Her devlet bir diktatörlüktür. Ancak tartışılan konu bu değil. Sınıfsal diktatörlük ile kişisel diktatörlük birbirine karıştırılmamalıdır. Sınıfsal diktatörlük de elbette bir tür zorbalıktır. Ancak kişisel diktatörlük, zorbalığın bir kişi elinde toplanmasıdır. Herhangi bir kimse, bir yerde zorbalığın veya sopanın varlığından söz ederek kişisel diktatörün varlığını kanıtlayamaz. Hele 13 yaşındaki kızları evlendirmek gibi binlerce yıllık gelenekleri, diktatörün varlığının kanıt aracı olarak göstermek, Devlet Teorisinde bugüne kadar bilinmeyen bir diktatörlük tanımı yapmaktır.

Bugün AKP iktidarının elbette kumanda ettiği bir devlet gücü var. Polis ve ordu hükümetin yönetimi altındadır. Ancak 2014 yılının polisi ve askeri, Tayyip Erdoğan’ın kişisel diktatörlük heveslerinin polisi ve askeri değildir. Tayyip Bey’in bu polis ve asker dışında özel bir silahlı gücü de bulunmuyor. Özetlersek Tayyip Erdoğan’ın diktatörlük yürütebilmek için özel sopası yoktur.

TAYYİP ERDOĞAN’IN GÜCÜNÜ PARLATMA GÖREVİ

Kuşkusuz burada Devlet Teorisi dersi vermiyoruz. Tayyip Erdoğan yönetimini yıkmak için en gerekli bilgileri sunuyoruz.

Tayyip Erdoğan’a muhalefet adı altında iki tavır gözüküyor.

Bir kısım muhalifleri, sürekli Tayyip Erdoğan’ın ne kadar güçlü olduğunu anlatıyorlar. Böylece Tayyip Erdoğan’ı halkın gözünde karaladıklarını düşünüyorlar. Oysa halk, güçlü olanları yıkmayı düşünmez. Yandaş muhalif, Tayyip Erdoğan’ın gücünü parlatıyor. Böylece halkı korkutuyor. İstemese de, Tayyip Erdoğan’ın bir tür muhafızlığını yapıyor.

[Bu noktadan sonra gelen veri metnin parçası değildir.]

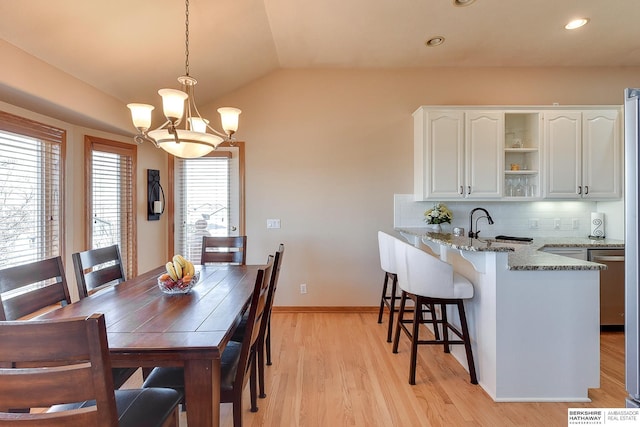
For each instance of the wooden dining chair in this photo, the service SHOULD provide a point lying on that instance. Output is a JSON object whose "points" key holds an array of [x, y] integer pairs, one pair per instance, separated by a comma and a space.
{"points": [[230, 250], [264, 340], [26, 289], [64, 365], [238, 360], [97, 269]]}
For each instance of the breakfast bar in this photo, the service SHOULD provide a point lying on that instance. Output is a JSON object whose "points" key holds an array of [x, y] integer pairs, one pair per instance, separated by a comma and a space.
{"points": [[533, 320]]}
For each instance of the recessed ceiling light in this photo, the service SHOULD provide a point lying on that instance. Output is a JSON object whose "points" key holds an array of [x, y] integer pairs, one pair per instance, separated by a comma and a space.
{"points": [[576, 23], [434, 41]]}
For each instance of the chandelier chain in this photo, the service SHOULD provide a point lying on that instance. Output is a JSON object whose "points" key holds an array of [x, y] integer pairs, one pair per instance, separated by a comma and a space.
{"points": [[186, 38]]}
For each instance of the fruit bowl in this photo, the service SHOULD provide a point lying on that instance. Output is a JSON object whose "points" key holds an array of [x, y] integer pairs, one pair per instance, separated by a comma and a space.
{"points": [[181, 286]]}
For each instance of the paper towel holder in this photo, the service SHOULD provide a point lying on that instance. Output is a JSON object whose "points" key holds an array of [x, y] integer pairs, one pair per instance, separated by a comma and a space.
{"points": [[597, 226]]}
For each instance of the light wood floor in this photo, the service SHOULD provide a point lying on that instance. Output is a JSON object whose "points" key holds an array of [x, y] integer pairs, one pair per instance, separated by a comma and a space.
{"points": [[336, 369]]}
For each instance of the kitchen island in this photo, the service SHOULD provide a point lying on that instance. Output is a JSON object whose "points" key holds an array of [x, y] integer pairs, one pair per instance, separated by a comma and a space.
{"points": [[534, 318]]}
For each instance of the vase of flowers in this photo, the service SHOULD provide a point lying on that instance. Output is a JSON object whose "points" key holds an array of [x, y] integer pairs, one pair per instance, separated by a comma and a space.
{"points": [[437, 215]]}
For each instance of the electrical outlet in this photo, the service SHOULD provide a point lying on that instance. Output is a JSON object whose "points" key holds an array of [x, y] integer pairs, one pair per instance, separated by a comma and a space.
{"points": [[273, 223]]}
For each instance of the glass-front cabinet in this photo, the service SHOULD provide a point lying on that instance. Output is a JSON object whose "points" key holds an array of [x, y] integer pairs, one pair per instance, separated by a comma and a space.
{"points": [[522, 155]]}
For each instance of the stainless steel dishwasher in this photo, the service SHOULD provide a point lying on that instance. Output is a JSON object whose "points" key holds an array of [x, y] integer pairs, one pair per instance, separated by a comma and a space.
{"points": [[611, 286]]}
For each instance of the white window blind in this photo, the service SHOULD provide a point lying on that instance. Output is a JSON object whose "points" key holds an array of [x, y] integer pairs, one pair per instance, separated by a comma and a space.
{"points": [[112, 199], [202, 201], [31, 165]]}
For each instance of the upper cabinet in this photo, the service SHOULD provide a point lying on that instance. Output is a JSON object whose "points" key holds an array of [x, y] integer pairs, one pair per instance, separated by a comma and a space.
{"points": [[583, 154], [517, 153], [458, 154]]}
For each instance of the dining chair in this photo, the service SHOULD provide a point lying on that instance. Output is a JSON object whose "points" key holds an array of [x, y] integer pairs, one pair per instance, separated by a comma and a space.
{"points": [[26, 289], [216, 249], [238, 359], [98, 269], [64, 365], [264, 340], [427, 280]]}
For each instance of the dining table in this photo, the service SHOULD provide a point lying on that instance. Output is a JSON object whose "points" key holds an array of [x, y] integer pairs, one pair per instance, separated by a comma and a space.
{"points": [[148, 328]]}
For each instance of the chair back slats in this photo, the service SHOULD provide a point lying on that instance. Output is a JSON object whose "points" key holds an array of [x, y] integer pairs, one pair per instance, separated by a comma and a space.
{"points": [[36, 285], [57, 362], [96, 269], [273, 284], [256, 313], [232, 249]]}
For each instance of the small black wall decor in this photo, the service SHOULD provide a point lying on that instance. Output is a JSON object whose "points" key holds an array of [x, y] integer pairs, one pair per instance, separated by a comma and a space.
{"points": [[155, 195]]}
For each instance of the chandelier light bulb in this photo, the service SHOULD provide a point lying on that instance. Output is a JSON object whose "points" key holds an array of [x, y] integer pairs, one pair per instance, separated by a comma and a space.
{"points": [[141, 115]]}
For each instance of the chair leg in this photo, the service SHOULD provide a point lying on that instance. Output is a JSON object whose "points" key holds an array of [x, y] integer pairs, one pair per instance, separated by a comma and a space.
{"points": [[445, 328], [417, 320], [383, 297], [392, 305], [260, 363], [268, 341], [403, 301], [467, 342], [252, 381]]}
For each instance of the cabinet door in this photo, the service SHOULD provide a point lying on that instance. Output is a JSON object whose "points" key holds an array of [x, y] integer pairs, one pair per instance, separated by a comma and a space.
{"points": [[601, 154], [484, 142], [563, 136], [443, 155]]}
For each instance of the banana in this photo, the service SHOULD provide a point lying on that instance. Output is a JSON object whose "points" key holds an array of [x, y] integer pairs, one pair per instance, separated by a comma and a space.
{"points": [[171, 271], [191, 270], [180, 260], [178, 269]]}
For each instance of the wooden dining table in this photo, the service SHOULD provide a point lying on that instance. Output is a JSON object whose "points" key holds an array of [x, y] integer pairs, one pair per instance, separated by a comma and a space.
{"points": [[146, 328]]}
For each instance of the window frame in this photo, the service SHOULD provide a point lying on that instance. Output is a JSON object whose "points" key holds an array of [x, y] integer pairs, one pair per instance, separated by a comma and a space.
{"points": [[101, 144], [53, 135], [170, 208]]}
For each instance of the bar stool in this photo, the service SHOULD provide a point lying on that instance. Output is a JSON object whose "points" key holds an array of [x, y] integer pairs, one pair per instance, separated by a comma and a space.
{"points": [[386, 246], [427, 280]]}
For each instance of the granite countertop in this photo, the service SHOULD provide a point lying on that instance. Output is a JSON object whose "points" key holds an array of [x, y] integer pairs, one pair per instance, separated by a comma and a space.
{"points": [[522, 255]]}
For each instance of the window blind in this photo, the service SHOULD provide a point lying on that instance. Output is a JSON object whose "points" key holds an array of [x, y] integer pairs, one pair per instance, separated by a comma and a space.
{"points": [[112, 199], [202, 201], [31, 176]]}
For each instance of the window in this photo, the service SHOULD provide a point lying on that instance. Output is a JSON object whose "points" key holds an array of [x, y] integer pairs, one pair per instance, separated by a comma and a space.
{"points": [[111, 172], [31, 177], [208, 199]]}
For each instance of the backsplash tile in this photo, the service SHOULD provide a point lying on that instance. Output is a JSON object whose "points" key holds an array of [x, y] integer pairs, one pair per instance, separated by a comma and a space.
{"points": [[512, 218]]}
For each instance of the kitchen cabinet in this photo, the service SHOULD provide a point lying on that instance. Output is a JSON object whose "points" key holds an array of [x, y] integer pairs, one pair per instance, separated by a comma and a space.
{"points": [[458, 154], [583, 154], [522, 155]]}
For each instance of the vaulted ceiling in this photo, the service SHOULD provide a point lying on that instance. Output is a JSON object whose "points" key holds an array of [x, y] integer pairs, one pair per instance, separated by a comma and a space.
{"points": [[130, 48]]}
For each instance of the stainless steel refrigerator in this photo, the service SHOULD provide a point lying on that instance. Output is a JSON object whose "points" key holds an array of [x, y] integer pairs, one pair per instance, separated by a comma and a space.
{"points": [[632, 242]]}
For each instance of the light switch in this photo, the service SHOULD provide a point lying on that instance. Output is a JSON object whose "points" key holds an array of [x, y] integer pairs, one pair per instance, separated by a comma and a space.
{"points": [[273, 223]]}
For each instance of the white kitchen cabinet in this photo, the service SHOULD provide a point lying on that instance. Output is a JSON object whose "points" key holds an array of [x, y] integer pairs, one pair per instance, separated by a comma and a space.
{"points": [[583, 154], [458, 154]]}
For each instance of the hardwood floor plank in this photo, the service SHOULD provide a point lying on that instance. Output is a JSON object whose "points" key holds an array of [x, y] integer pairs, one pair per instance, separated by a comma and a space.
{"points": [[336, 369]]}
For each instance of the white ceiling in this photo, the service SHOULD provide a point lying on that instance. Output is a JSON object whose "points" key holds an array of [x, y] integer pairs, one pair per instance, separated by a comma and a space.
{"points": [[130, 48]]}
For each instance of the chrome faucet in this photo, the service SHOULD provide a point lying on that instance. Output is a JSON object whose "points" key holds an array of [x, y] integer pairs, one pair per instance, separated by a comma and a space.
{"points": [[486, 215]]}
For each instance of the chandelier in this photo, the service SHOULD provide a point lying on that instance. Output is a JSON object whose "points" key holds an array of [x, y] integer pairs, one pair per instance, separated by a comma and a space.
{"points": [[192, 140]]}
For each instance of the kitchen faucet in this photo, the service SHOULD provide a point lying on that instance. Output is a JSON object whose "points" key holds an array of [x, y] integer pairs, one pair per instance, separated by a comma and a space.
{"points": [[489, 219]]}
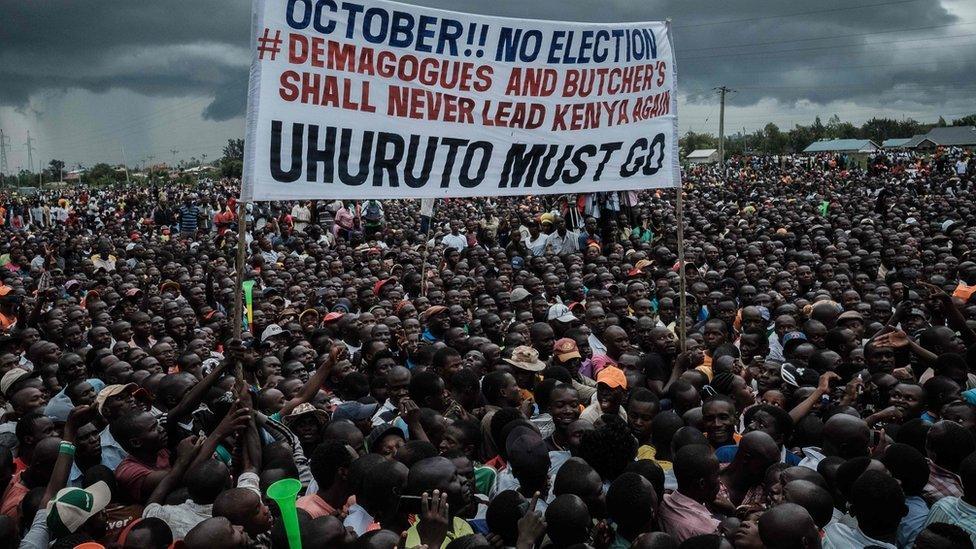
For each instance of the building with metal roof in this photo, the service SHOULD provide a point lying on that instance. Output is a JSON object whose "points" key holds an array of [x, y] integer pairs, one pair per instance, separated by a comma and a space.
{"points": [[842, 146]]}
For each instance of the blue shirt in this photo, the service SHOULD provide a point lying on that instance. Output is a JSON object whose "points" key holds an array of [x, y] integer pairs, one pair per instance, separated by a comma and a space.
{"points": [[726, 454]]}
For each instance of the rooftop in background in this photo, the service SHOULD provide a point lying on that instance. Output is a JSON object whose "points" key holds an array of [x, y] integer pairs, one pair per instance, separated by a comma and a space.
{"points": [[895, 143], [951, 136], [842, 145]]}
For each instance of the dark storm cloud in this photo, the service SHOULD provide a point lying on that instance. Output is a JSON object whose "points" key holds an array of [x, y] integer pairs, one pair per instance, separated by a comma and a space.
{"points": [[199, 47]]}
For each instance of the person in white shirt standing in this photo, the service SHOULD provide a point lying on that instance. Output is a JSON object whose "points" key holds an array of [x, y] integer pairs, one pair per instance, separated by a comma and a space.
{"points": [[301, 215], [455, 239]]}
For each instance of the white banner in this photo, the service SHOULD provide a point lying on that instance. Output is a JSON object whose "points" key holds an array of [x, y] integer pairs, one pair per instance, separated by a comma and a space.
{"points": [[379, 99]]}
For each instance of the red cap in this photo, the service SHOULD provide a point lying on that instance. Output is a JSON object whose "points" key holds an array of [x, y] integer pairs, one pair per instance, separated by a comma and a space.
{"points": [[332, 317]]}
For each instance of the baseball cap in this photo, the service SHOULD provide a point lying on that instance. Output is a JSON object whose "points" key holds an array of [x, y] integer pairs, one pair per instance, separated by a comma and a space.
{"points": [[379, 285], [72, 507], [305, 409], [11, 377], [354, 411], [612, 377], [518, 294], [433, 311], [111, 391], [526, 358], [850, 315], [561, 313], [565, 349], [271, 331], [329, 317], [380, 432]]}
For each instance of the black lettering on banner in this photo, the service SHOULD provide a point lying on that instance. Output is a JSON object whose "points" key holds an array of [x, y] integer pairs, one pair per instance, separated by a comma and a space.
{"points": [[383, 162], [344, 145], [628, 172], [485, 148], [418, 181], [452, 147], [658, 141], [517, 163], [579, 163], [546, 180], [642, 163], [315, 155], [295, 163], [608, 149]]}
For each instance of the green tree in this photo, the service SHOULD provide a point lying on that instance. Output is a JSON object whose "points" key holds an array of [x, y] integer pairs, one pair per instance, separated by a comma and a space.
{"points": [[692, 141], [968, 120]]}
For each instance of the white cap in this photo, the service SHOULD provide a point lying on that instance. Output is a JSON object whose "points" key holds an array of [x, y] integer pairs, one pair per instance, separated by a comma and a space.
{"points": [[561, 313]]}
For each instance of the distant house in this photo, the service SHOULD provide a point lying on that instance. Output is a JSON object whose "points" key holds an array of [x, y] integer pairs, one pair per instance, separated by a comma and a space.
{"points": [[702, 156], [849, 146], [952, 136], [898, 143]]}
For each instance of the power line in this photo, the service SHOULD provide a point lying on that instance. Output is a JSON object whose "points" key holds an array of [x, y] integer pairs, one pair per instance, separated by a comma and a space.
{"points": [[4, 141], [839, 46], [721, 125], [30, 154], [834, 37]]}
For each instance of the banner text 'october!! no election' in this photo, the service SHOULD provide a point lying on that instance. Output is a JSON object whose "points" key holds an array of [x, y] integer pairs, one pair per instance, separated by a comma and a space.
{"points": [[387, 100]]}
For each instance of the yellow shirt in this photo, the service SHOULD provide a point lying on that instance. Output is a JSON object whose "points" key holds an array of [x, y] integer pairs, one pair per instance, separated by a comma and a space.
{"points": [[648, 451], [459, 529]]}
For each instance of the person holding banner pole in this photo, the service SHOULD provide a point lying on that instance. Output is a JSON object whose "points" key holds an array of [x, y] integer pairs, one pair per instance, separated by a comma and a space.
{"points": [[238, 312], [682, 303]]}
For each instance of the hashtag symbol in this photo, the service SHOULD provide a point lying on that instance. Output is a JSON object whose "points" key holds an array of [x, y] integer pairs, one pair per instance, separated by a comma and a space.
{"points": [[266, 44]]}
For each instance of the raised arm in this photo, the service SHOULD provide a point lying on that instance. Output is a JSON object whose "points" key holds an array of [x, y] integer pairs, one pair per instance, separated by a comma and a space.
{"points": [[187, 450], [823, 388]]}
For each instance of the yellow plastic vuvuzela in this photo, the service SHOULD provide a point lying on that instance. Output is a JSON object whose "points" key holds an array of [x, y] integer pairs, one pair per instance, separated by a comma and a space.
{"points": [[285, 494]]}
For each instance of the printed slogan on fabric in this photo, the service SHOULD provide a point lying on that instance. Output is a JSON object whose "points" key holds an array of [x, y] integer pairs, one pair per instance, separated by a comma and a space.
{"points": [[386, 100]]}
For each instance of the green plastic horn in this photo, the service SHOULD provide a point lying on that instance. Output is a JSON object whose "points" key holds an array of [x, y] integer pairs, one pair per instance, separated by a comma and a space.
{"points": [[285, 494]]}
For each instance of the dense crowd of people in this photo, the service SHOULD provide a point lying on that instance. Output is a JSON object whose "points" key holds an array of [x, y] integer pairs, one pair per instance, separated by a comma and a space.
{"points": [[509, 372]]}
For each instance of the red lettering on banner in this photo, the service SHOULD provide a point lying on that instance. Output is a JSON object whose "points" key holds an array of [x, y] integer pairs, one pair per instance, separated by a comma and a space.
{"points": [[419, 104]]}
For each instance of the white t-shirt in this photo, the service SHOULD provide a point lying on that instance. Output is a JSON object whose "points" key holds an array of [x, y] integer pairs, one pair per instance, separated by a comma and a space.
{"points": [[458, 242]]}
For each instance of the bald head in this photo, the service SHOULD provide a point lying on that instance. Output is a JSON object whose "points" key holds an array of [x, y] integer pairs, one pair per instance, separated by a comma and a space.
{"points": [[788, 526], [757, 451], [215, 533], [759, 444], [568, 520], [846, 436], [815, 499]]}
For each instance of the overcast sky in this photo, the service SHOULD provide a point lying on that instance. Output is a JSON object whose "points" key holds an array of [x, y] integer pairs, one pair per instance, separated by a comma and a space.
{"points": [[88, 79]]}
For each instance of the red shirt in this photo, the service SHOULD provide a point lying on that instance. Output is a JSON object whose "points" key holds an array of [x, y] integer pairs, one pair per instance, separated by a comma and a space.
{"points": [[131, 475]]}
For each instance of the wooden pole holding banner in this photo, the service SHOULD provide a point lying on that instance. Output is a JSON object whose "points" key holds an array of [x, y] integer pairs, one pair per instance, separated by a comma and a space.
{"points": [[682, 305], [427, 237], [238, 313]]}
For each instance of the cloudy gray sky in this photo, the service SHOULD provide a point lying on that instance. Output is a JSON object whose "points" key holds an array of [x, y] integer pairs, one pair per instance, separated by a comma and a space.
{"points": [[89, 79]]}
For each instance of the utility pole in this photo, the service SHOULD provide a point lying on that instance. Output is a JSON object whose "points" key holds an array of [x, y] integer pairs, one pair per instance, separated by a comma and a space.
{"points": [[721, 125], [124, 165], [150, 158], [4, 141], [30, 153]]}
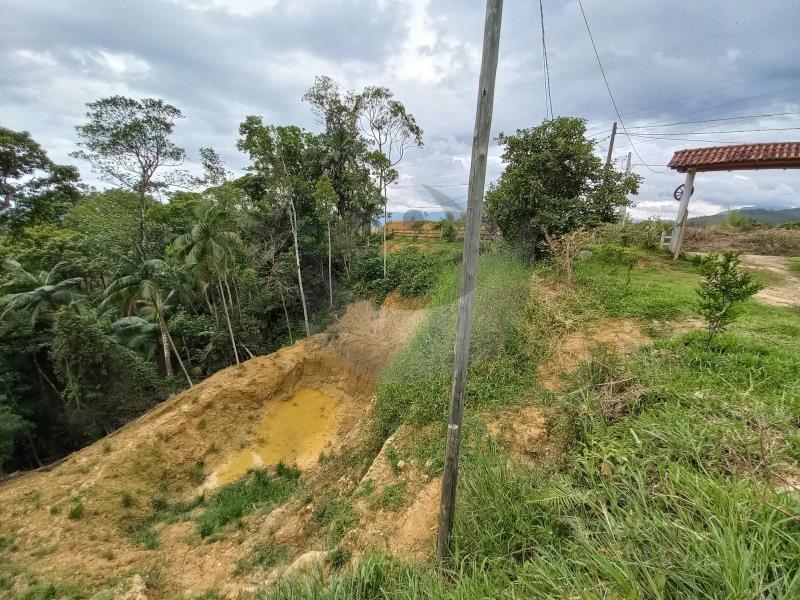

Tayyip Erdoğan’ı yıkma kararındaki devrimciler ise, onun güçsüzlüğünü, çaresizliğini vurguluyorlar. Son örnekler, onun Danıştay salonundan kaçması ve Soma’da markete sığınmasıdır. Bu olaylar, Tayyip Erdoğan’ın Danıştay salonunda ve Soma sokaklarında iktidarını yürütemediğini gösteriyor.

TAYYİP ERDOĞAN’I YIKMA MEVZİSİ

Şu anda Türkiye, Tayyip Erdoğan yönetimini yıkma sürecine girmiş bulunuyor.

Dikkat buyurulsun: Tayyip Erdoğan, devlet kurumlarının hepsine hükmedemiyor. Dahası kendi partisi içinde bile önemli bir muhalefetle karşı karşıyadır.

Diktatörler, devlet kurumları üzerinde tartışılmaz otorite sahibidirler. Tayyip Erdoğan’ın verdiği manzara öyle değil. Onun dizginleri elinden kaçırdığını göstermek, onun yönetemez duruma düştüğünü kavratmak, bugün iktidar mücadelesinde belirleyici iştir.

Yönetenler yönetemez hale gelmektedir, yönetilenlerin çoğunluğu ise bu yöneticileri göreceksiniz bu yılın sonlarına doğru istemeyeceklerdir. Süreç bu yöndedir.

Halk, yıkabileceğini gözüne kestirdiği yönetimlere karşı ayağa kalkar.

Devrimciler de gazetecilerden farklıdır. Gazetecinin sırtında yumurta küfesi yoktur.

Konuya Tayyip Erdoğan’ı yıkma mevzisinden bakarsak, gerçeklere ulaşırız."